Présentation de

____________________LE BUHAN___________________

" Le rébus de la vie "


Galerie ORSEL 47 bis, rue d'Orsel PARIS 18e

________________________Quelques Oeuvres_________________________

oeuvre1 le buhan

 6 Douelles

Bois anciens gravés à chaud

peints acrylique

suspendues et amovibles

Hauteur 44 à 46 (2002)

totems

5 douelles

suspendus et amovibles

peintes à l'acrylique

Hauteur 44 à 46

Parler de son oeuvre c'est comme parler de ses proches. Les connaît-on vraiment?

Sont-ils ce que nous voyons d'eux?Parler de, communiquer sur, formuler ça, revient en conséquence, à mal en parler,

à formuler, en définitif, quelques choses que l'on connaît insuffisamment, mais également, à tenter de percer

le secret, à trouver l'équation du mystère, à chercher ce qui nous est commun ce que j'ose appeller : l'expérience du mystérium.

 


Chaque oeuvre est un rébus comme souvent, peut-être, un enfant de soi ou bien encore, une succession de cases

noires et blanches, comme celle de mots croisés, indéfiniment inachevées à force de définitions sibyllines.

Il me faut nommer le mystère pour continuer jour après jour à l'interroger ou le solliciter.

C'est important pour moi car je devine derrière la porte de l'apparent, l'indicible rébus de toute vie.

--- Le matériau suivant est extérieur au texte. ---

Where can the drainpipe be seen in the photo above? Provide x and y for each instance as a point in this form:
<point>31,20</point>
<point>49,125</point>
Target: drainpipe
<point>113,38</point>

C'est bien pourquoi l'art, mon art si je puis dire, est le seul lieu où je Suis, où j'ose dire qui je suis.

 


En tant qu'artiste je suis confronté inexorablement à cette dimension de l'existence qui a pour

nom MYSTÈRE. Là, je me sais être, "seul face au Seul".

Je n'y prends pas forcément garde lorsque : "je suis à mon travail". Je peins ou je sculpte.

Je ne philosophe pas. J'ai à faire avec mes matériaux et je jubile.

Je fonctionne dans la spontanéité de l'instant et de ses mouvements.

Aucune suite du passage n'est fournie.